Be that as it may, a nice guy wouldn’t survive what Annie Wilkes puts Paul Sheldon through; also, if I’m being honest, the fact that Paul Sheldon is not a nice guy made me sort of enjoy what Annie Wilkes put him through, at least at the beginning. I started feeling sorry for Paul when Annie chopped his foot off, but parts of that scene still made me laugh. Pre-op shot? Did she just say pre-op shot?
Speaking of laughter…Misery is a lot funnier than I remember. This book is a blast. I laughed a lot reading this novel. Annie is funny as hell and Paul is a dour prick. Annie says things like cock-a-doodie and brat and she spends four hundred pages emasculating Paul, hooking Paul on drugs, chopping off Paul’s body parts and making Paul resurrect Misery, the character he hates and she loves so much she named her pig after her. The fact that Annie scrawls out all the f-words on Paul’s shitty manuscript and then makes him burn it was hysterical. Serves you right for not making a copy, dumbass!
Hey: did you notice that Misery is like a play in that most of the action takes place in a single room?
I thought King did a good job making Annie’s craziness seem realistic. Linking her moods to the weather is a great touch. I will say that the birthday cake thumb scene was a bridge too far for me. His editor should have made him cut that out, because that scene moves into gore-gore land and is dangerously close to self-parody.
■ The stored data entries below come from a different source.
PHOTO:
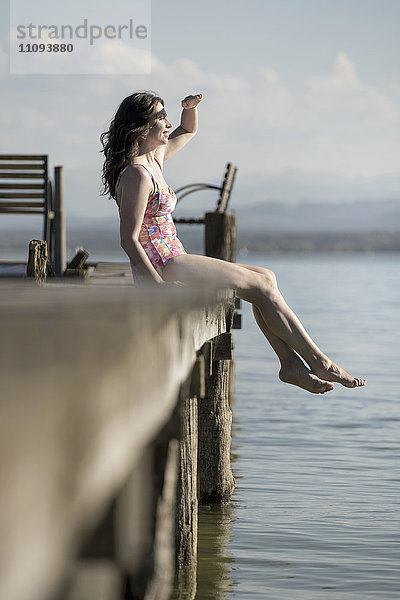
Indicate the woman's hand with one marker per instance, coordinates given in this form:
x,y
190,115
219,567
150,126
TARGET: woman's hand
x,y
191,101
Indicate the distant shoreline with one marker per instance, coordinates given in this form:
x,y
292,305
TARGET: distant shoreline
x,y
309,242
103,241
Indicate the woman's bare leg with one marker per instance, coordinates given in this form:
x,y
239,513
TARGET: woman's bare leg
x,y
292,370
261,290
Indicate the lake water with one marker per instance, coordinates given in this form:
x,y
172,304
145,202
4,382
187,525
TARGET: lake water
x,y
316,513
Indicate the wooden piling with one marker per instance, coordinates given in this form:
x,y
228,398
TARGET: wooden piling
x,y
216,481
37,260
60,252
220,235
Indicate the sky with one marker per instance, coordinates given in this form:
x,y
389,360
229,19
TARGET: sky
x,y
302,95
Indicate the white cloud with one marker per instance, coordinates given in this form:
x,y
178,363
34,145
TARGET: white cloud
x,y
342,91
336,126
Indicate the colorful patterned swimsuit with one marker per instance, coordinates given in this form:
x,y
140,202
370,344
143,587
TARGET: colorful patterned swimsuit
x,y
157,233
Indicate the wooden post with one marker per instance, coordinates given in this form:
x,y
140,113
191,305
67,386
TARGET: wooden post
x,y
60,250
220,235
216,481
37,260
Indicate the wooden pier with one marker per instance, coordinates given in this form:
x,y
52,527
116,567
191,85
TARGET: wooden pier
x,y
102,387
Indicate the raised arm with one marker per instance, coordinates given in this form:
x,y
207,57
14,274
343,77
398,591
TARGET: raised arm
x,y
133,194
186,130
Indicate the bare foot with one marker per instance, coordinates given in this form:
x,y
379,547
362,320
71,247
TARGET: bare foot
x,y
332,372
298,374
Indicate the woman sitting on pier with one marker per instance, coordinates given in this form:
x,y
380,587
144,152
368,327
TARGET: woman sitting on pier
x,y
135,147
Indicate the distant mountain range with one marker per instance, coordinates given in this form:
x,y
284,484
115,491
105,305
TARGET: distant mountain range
x,y
264,227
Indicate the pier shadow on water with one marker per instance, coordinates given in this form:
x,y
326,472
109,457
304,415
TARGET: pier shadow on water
x,y
212,579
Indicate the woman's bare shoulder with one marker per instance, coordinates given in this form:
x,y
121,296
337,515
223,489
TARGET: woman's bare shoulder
x,y
134,181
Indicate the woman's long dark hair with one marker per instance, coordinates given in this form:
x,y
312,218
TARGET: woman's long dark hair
x,y
128,129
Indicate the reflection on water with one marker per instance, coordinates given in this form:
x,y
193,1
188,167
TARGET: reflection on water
x,y
214,562
214,567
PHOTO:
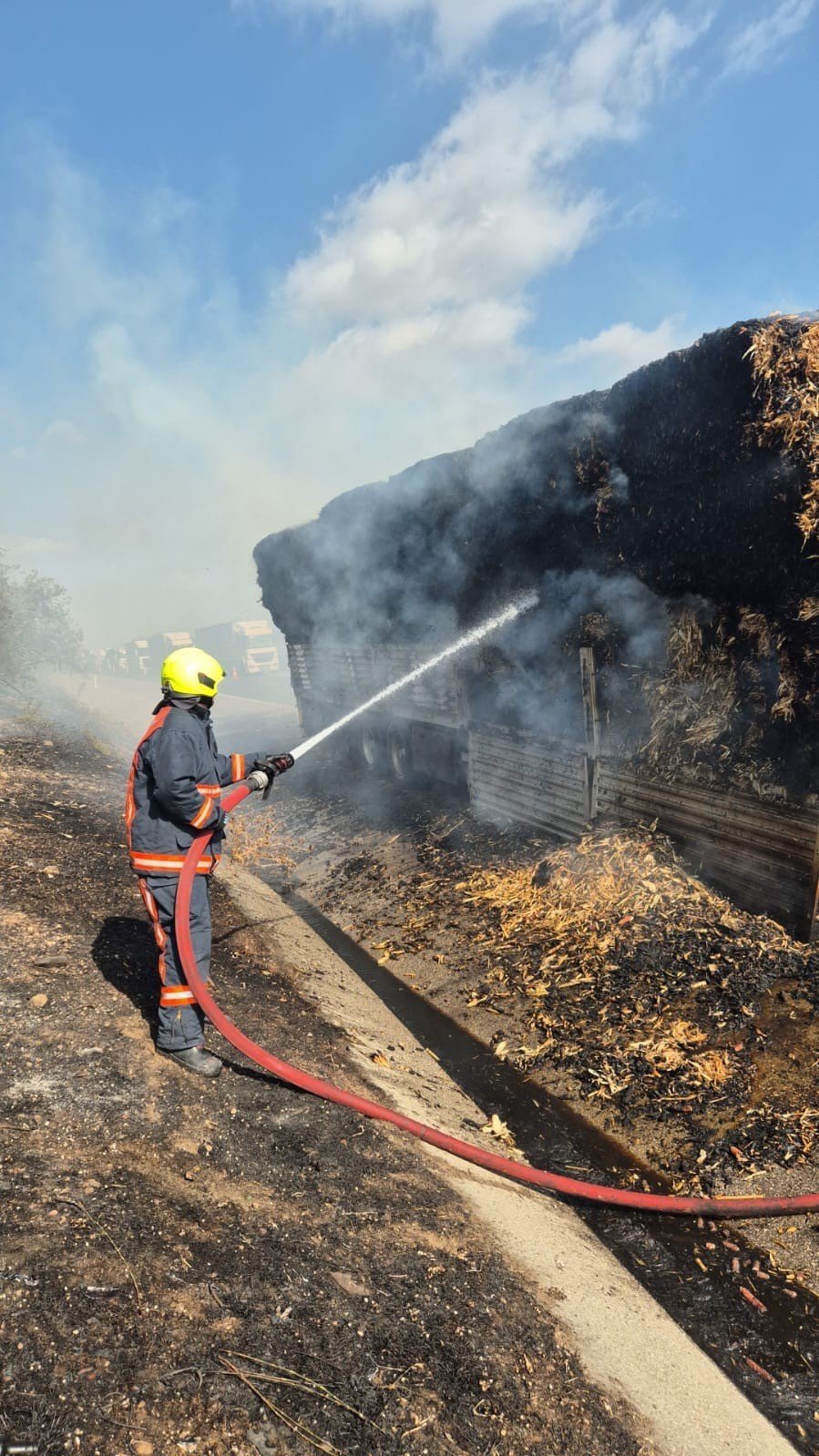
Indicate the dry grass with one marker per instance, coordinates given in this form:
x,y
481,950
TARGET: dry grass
x,y
786,373
592,900
561,935
258,839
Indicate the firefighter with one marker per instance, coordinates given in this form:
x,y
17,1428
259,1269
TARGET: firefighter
x,y
172,795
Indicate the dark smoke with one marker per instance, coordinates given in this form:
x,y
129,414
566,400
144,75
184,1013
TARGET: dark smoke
x,y
619,505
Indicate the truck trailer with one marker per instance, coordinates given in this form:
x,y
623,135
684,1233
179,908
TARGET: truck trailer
x,y
671,668
243,648
160,644
138,657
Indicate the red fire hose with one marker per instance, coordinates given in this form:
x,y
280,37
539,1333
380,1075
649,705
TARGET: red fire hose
x,y
556,1183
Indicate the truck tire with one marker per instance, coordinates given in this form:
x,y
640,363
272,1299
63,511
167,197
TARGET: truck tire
x,y
374,751
400,755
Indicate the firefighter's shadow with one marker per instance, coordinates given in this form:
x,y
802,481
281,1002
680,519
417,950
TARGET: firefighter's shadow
x,y
124,954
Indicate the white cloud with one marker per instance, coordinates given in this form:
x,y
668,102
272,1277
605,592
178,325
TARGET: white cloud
x,y
61,433
456,26
622,348
401,335
764,41
487,207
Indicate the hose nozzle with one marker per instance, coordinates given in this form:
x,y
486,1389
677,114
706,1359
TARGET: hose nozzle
x,y
258,780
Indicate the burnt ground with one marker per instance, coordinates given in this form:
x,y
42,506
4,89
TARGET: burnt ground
x,y
389,870
153,1223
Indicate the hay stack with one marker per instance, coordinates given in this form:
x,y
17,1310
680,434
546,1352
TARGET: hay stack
x,y
697,478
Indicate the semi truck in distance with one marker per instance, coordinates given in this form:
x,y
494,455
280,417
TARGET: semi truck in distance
x,y
243,648
160,644
138,657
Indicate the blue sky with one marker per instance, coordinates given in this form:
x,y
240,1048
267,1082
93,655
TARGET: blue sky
x,y
255,252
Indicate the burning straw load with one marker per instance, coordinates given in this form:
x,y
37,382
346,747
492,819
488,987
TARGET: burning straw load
x,y
678,507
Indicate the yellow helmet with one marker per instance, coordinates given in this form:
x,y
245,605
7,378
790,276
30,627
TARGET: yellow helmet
x,y
191,671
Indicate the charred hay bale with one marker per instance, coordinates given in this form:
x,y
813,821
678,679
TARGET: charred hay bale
x,y
680,501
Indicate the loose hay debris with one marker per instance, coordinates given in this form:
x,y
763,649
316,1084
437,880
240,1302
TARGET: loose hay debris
x,y
640,977
786,369
258,839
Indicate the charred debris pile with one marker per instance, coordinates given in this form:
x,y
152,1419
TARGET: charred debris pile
x,y
656,993
670,522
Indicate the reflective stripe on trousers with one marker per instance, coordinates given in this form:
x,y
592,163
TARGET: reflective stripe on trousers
x,y
181,1023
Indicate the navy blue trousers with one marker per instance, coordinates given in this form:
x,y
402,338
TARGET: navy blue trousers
x,y
181,1023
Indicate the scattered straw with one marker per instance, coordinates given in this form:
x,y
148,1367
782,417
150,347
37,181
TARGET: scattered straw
x,y
786,369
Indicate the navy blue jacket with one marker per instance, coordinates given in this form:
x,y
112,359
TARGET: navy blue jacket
x,y
174,789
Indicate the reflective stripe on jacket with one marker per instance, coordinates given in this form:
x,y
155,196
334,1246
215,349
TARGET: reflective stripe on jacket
x,y
174,787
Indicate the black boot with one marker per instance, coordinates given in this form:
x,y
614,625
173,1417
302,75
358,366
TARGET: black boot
x,y
196,1059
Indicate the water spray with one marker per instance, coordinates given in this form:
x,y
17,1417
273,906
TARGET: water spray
x,y
454,649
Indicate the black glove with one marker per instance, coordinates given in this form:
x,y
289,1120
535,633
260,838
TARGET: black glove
x,y
218,826
276,763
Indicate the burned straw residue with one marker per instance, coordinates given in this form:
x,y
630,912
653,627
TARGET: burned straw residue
x,y
637,977
786,369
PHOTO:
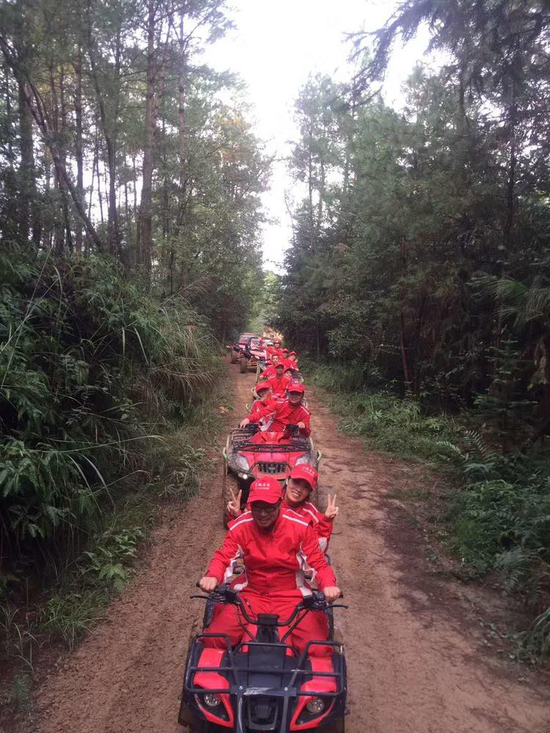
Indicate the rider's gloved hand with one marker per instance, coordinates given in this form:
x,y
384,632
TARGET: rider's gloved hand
x,y
332,593
208,584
One of the most brilliant things King does in Misery is flip the genders. This isn’t true to real life, but Misery is a horror novel, and 95% of King’s contemporaries wouldn’t have been able to come up with such a simple idea and then execute it in such a seemingly effortless way. That’s why Stephen King is Stephen King – he makes it look easy!
2 Replies to “Misery”
I also thought this would translate well to stage because it does essentially take place in a single room. You bring up a great point about Paul’s character, which is that he’s an asshole. Like you said, I think this helps make the book a little more digestible at first and is almost necessary in order for him to survive.
I agree that Sheldon wasn’t a nice guy so Annie happening to him wasn’t too upsetting. Although no one but murderers deserve that kind of treatment, in fact, they deserve worse. Like riding a lawnmower over their bodies.